SWALLOW ~ Don't swallow yet. Stay with your impatience. Don't swallow until you feel that subtle impulse inside of you that tells you that chewing is complete, and it's time to swallow. Before you swallow, observe the readiness to do so, then observe what is involved in getting the food over to the exact place where it's ready to be swallowed. Then feel the impulse to swallow and allow it to happen, and follow your food down the esophagus into the stomach. Feel how your body receives the food. Observe your body's reaction to the food.

BREATH ~ Now pause for a moment, and see if you can taste your breath in a similar way. Bring the same awareness that you did to seeing the food, smelling the food, and tasting the food to the breath. Feel your breath. Connect with your breath. Listen to the sound of your breath. Inhale and exhale through the nose.

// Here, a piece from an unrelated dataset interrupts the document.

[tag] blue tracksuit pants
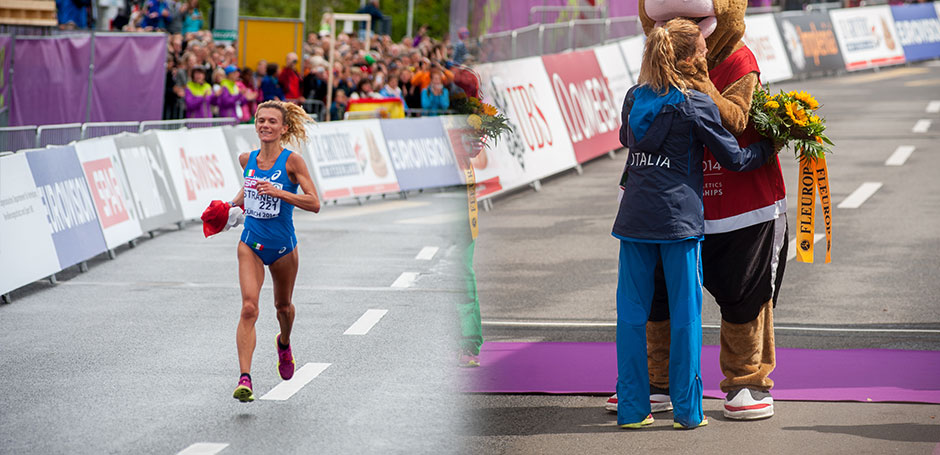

LISTEN ~ Observe all the subtle sounds in this process. The sound your nose makes when you smell the food, the sound of saliva moving in your mouth, the sound of food entering in your mouth, the sound of chewing, the sound of swallowing, the sound of the breath, and the sounds of the stomach.

SILENCE ~ Lastly, be silent for a bit. Be with this experience. Breathe with this experience. Observe your experience.

The most important thing is that you take this as a fun opportunity to learn something about yourself. Do it mindfully, but playfully too. Doing an exercise like this takes us out of our heads and can help shift our perspective. It's a playful reminder to slow down. Your digestive system will thank you.